Texas Attorney General Ken Paxton, once again focusing on “the most important issues” facing our schools, announced today (Thursday, May 7), that he is launching a statewide investigation into Independent School Districts across Texas “to ensure that schools are displaying the Ten Commandments in classrooms in compliance with Texas law.”
Paxton also wants to make sure that “school boards have taken necessary measures regarding the implementation of prayer time in compliance with the law.”
I guess since Republicans can’t be bothered to do anything to stop mass shootings in our public schools, posting the 10 Commandments and allowing prayer in schools is the next best thing?
Anyway ….
Paxton, who continues to misuse the office of Texas Attorney General to campaign against incumbent John Cornyn for the GOP nomination for U.S. Senate through ridiculous “investigations” such as this, declared in a press release, “I will always fight for students’ fundamental right to pray in our schools and work to ensure that Texas kids are able to learn from the Ten Commandments daily.
“Texas schools districts must comply with Texas law by displaying the Ten Commandments and taking a school board vote regarding the implementation of prayer time in schools. I will never stop defending our students’ religious freedom and the moral foundation of our nation,” he said.
SB 10, requiring public schools to display donated copies of the Ten Commandments that meet certain specifications was passed by the Legislature during the 89th session and took effect Sept. 1 last year. Also passed and put into effect was SB 11which requires school boards across the state to vote on whether to implement a designated time for prayer and reading of the Bible or other religious texts.

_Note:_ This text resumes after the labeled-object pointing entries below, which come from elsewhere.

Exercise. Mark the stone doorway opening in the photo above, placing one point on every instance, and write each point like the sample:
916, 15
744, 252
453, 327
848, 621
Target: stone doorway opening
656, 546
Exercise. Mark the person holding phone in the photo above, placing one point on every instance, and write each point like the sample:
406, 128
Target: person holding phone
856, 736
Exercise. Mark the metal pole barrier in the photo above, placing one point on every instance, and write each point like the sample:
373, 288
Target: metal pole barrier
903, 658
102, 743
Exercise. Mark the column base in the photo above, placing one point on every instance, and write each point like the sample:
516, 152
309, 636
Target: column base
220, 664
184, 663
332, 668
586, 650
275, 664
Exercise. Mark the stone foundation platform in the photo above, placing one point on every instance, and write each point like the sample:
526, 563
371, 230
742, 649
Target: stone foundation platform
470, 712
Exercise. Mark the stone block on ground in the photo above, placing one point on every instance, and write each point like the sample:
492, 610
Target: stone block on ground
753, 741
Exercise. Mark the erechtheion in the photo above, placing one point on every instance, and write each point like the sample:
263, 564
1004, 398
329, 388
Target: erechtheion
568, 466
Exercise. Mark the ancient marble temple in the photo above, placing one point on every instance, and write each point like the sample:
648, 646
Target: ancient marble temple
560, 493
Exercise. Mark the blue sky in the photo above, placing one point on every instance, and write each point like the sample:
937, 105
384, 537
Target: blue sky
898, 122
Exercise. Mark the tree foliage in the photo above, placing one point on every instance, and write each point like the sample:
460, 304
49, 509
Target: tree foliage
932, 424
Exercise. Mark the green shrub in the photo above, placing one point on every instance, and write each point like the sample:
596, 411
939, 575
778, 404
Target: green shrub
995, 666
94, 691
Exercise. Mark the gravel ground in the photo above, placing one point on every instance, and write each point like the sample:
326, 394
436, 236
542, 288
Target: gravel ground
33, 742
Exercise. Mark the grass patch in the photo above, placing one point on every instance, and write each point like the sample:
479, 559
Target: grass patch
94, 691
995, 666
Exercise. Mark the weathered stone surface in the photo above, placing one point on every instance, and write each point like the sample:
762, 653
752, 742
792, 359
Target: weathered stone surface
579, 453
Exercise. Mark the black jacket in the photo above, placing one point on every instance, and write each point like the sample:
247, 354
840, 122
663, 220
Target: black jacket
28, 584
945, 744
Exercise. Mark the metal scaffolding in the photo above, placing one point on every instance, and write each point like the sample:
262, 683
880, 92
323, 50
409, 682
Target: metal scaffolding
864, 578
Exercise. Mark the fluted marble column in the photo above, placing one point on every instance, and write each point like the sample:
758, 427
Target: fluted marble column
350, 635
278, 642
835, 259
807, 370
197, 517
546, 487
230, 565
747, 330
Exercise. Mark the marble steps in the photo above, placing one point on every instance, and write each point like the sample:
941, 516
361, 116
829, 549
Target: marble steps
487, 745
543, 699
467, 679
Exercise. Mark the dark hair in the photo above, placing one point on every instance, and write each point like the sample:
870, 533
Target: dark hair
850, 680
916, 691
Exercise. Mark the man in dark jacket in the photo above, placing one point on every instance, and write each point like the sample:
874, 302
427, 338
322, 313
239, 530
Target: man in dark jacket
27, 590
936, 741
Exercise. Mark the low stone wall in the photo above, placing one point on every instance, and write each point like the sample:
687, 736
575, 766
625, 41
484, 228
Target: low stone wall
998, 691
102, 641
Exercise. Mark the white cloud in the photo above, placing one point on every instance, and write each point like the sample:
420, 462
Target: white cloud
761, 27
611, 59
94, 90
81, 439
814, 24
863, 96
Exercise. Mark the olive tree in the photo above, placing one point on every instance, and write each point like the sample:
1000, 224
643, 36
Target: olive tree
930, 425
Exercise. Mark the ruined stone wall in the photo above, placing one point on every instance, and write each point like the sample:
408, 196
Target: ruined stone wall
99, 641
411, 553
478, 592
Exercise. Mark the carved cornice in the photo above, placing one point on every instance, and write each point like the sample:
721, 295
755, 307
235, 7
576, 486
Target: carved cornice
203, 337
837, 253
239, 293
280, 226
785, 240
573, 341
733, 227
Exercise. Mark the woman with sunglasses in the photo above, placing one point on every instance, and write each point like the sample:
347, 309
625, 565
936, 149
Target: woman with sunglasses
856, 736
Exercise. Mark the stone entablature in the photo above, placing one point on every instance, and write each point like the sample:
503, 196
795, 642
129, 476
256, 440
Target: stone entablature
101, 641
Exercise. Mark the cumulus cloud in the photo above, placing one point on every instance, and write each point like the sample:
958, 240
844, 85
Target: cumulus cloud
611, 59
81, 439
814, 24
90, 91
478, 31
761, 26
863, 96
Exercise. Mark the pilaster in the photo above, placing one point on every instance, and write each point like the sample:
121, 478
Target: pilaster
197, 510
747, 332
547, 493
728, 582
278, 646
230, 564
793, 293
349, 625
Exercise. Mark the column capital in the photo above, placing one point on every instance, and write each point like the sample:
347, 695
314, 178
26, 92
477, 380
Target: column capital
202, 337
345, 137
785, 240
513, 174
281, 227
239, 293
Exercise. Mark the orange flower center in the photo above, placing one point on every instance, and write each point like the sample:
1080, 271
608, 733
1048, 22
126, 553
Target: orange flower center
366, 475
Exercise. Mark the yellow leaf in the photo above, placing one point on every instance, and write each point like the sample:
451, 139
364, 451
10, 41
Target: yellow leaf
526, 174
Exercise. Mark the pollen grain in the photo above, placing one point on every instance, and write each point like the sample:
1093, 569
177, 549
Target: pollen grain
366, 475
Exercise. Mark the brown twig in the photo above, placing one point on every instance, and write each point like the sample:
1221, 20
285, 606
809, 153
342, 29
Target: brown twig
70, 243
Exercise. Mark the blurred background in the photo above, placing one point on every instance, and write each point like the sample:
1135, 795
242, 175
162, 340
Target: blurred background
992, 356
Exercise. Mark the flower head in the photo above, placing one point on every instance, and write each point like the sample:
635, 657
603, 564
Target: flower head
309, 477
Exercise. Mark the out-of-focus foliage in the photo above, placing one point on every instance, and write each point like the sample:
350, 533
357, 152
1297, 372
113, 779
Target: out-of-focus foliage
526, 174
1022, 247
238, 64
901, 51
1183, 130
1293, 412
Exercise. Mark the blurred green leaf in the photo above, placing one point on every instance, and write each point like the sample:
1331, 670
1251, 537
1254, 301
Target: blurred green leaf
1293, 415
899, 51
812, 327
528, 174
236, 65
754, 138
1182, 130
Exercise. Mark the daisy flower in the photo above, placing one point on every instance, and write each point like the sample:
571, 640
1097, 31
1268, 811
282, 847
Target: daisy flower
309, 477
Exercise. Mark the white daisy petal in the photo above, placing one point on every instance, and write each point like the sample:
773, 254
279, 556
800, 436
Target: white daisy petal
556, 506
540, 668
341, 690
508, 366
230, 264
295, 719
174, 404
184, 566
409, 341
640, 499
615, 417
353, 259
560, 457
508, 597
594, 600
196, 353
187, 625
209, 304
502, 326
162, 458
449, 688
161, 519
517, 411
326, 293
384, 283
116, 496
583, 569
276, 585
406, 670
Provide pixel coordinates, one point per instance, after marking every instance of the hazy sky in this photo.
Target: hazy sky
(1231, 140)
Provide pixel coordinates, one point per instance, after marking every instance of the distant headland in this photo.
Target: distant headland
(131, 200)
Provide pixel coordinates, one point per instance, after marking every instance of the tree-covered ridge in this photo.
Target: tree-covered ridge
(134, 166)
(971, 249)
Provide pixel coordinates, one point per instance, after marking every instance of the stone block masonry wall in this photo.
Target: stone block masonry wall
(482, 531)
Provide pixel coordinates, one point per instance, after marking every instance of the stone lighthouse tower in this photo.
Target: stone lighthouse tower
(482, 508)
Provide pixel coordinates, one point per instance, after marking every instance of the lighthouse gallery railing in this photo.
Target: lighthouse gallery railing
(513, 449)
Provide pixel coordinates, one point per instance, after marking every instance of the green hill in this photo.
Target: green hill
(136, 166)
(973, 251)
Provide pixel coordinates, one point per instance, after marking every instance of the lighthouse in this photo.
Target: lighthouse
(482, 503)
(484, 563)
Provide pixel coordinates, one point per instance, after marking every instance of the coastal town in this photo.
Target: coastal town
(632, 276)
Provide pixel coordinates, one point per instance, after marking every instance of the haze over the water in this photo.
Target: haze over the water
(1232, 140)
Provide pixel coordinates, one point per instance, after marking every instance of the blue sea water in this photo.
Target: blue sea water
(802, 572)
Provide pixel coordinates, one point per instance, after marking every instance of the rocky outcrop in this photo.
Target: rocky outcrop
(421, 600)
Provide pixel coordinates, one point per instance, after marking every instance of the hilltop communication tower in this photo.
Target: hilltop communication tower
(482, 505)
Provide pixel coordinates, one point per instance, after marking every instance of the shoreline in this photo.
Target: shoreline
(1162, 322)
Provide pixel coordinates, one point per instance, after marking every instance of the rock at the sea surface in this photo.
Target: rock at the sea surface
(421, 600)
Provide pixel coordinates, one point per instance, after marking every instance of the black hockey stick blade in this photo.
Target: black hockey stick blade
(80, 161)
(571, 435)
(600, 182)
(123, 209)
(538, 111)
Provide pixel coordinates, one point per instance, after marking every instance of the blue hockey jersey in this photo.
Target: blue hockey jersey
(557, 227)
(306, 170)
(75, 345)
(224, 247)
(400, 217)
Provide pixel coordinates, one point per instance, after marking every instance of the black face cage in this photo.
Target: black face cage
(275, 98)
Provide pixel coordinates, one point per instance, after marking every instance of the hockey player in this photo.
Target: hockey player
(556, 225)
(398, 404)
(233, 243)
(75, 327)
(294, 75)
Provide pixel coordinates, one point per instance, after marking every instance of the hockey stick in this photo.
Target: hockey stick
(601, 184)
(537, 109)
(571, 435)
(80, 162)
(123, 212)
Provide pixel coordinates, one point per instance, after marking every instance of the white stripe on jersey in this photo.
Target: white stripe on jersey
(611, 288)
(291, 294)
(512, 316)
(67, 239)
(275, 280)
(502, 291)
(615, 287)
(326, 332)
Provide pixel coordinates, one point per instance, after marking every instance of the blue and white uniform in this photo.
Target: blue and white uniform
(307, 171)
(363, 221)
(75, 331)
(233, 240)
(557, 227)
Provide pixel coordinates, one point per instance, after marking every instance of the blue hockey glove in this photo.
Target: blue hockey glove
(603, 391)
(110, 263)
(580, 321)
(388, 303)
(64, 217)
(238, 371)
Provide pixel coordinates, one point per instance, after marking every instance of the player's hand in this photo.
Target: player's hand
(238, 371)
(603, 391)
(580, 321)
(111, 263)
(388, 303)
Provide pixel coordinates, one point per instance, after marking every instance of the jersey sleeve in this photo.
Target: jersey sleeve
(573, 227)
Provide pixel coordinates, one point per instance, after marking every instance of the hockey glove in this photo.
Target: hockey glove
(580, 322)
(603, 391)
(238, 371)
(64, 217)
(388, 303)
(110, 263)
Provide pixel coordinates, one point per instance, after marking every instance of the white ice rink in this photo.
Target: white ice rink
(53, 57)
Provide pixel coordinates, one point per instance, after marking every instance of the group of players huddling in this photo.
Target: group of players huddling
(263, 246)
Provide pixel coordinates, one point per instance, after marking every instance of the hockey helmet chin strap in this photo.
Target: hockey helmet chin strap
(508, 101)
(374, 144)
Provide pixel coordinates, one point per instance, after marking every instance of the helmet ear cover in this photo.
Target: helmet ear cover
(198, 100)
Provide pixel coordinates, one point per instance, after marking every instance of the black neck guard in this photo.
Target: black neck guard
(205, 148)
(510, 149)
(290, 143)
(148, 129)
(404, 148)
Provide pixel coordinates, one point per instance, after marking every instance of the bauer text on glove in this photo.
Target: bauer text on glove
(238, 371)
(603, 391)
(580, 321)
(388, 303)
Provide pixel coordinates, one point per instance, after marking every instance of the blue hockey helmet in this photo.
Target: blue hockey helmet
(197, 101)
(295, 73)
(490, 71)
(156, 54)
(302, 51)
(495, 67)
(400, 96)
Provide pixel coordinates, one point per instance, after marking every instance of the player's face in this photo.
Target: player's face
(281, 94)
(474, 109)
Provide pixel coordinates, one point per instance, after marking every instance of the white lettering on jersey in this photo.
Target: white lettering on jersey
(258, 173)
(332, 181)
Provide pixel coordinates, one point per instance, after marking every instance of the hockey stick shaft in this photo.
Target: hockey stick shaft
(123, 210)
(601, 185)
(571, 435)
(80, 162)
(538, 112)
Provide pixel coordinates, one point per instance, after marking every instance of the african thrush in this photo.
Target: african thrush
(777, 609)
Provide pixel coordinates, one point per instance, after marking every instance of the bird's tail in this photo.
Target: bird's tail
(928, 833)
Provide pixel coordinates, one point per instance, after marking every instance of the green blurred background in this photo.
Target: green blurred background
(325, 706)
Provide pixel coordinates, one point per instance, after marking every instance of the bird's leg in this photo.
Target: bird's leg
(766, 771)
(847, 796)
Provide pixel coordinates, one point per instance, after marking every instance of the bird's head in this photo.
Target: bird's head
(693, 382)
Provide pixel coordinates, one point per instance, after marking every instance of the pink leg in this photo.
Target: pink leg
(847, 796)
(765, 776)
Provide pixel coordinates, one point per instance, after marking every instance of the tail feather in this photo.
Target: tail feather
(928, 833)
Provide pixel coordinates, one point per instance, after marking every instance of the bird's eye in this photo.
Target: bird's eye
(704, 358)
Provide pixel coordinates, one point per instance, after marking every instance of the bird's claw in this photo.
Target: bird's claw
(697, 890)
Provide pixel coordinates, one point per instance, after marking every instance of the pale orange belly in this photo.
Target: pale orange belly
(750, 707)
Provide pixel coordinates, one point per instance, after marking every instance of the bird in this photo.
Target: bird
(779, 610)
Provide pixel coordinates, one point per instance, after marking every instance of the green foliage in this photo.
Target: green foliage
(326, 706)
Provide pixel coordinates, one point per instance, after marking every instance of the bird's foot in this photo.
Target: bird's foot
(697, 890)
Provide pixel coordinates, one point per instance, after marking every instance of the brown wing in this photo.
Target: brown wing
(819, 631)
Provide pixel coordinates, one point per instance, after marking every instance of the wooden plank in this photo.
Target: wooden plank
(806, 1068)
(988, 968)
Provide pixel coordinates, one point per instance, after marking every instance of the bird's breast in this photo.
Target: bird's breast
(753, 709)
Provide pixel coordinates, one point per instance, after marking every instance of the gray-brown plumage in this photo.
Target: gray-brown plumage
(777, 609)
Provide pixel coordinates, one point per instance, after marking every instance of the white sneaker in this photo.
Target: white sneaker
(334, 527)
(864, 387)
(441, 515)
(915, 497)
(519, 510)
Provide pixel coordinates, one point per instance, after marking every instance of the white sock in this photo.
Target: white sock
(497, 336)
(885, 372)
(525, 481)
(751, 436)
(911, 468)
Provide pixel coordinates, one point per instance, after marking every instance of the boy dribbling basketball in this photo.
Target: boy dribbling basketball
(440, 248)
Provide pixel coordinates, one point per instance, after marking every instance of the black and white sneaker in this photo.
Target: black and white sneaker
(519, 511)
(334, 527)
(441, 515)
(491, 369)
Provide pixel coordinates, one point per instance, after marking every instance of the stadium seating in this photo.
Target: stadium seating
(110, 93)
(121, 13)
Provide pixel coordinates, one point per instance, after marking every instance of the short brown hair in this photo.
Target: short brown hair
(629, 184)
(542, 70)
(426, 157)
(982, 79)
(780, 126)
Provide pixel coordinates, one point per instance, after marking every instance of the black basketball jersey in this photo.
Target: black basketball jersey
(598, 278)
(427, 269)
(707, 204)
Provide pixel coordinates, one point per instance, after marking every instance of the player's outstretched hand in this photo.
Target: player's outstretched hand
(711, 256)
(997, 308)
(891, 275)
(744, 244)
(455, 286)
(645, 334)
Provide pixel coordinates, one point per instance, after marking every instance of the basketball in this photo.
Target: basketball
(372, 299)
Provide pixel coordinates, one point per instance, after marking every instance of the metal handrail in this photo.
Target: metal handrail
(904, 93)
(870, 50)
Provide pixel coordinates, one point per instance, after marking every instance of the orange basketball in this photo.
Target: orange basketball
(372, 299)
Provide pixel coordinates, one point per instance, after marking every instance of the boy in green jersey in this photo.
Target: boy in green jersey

Meanwhile, 28 schoolchildren and four teachers have died in mass shootings IN THEIR FREAKING CLASSROOMS in the last eight years in Texas. That includes the eight high school students and two teachers gunned down at Santa Fe High School (Santa Fe, Texas) on May 18, 2018, and the 20 elementary school babies and two teachers massacred at Robb Elementary School in Uvalde on May 24, 2022 as law enforcement officers stood in the school’s hallways listening to the gunfire as children died.
According to the Sandy Hook Promise — an organization founded to address gun violence in the wake of the Dec. 14, 2012, shooting at Sandy Hook Elementary in Newton, Conn., in which 20 first-grade students and six educators were murdered — in the most recent years in which such data is available, Texas had the 24th-highest firearm death rate in the U.S., and gunfire was the leading cause of death in this state for school children, with 276 children shot to death.
Sandy Hook Promise also notes that there have been 31 mass shootings recorded here in the Lone Star State.
But yeah, sure, let’s be absolutely positive that schools are unconstitutionally displaying the Ten Commandments in classrooms and unconstitutionally allowing and promoting prayer in schools. Thanks Ken Paxton for wasting time and taxpayer dollars on the things that REALLY count.